The project will kick off on 1 September 2020 and is being coordinated by Prof. Shih-Chii Liu at the Institute of Neuroinformatics of the University of Zurich.

Working in interdisciplinary teams from seven European universities and institutions with complementary expertise in computational, systems and clinical neuroscience, materials engineering, microsystems design, and deep learning, the project will develop technology to restore the vision of blind people through electrical stimulation of the brain.

The aim of the project is to develop a neuroprosthesis with thousands of electrodes driven by adaptive machine learning algorithms for a new brain-computer interfacing technology.

“We want to create a novel neuroprosthesis system that is lightweight, robust and portable, and which will remain effective for decades,” explains Shih-Chii Liu.

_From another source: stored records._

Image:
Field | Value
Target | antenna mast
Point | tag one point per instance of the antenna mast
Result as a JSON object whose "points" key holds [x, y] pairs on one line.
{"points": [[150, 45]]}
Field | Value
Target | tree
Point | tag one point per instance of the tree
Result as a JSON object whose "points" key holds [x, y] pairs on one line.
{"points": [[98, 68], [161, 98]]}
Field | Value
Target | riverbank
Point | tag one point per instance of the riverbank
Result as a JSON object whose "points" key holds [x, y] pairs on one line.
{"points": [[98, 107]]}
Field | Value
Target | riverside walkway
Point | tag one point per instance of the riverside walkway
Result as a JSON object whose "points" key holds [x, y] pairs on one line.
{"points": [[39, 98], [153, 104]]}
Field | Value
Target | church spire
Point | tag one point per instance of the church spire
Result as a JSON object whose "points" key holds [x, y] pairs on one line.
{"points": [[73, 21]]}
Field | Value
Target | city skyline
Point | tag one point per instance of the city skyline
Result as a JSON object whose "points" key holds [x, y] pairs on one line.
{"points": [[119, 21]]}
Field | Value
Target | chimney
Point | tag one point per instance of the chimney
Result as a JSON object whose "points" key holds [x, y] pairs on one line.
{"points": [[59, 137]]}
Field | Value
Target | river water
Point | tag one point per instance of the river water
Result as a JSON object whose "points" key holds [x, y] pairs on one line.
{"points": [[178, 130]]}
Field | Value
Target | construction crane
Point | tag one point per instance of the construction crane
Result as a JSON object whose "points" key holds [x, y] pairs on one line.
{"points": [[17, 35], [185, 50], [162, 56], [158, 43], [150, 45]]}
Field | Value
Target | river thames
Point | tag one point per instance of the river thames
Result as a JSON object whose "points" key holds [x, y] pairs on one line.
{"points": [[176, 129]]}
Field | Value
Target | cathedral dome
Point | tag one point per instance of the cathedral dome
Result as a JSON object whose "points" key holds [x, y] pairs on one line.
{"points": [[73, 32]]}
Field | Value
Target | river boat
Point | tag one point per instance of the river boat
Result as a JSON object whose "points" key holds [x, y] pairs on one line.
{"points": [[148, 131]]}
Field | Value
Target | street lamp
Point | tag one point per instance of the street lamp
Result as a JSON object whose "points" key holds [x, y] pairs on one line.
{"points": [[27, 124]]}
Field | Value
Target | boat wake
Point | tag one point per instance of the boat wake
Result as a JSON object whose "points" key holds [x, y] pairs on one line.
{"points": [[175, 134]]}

Current systems only stimulate a small set of neurons in the brain, and interfaces have longevity of only a few months.

Liu is convinced that the project will succeed in its goals: “All the partners have long-time experience in their respective fields, so the required background knowledge is already in place. The breakthroughs will come with the planned larger-scale efforts and partner interactions in this project.” The challenge will be coordinating the expected breakthroughs across multiple disciplines.

These breakthroughs include innovative approaches for stimulation with high-electrode-count interfacing with the visual cortex. For this, thin flexible probes are needed that cause minimal tissue damage as well as new electrode coatings and novel microchip methods.

The researchers will also channel the stimulation currents to many thousands of electrodes and monitor neuronal activity in higher cortical areas.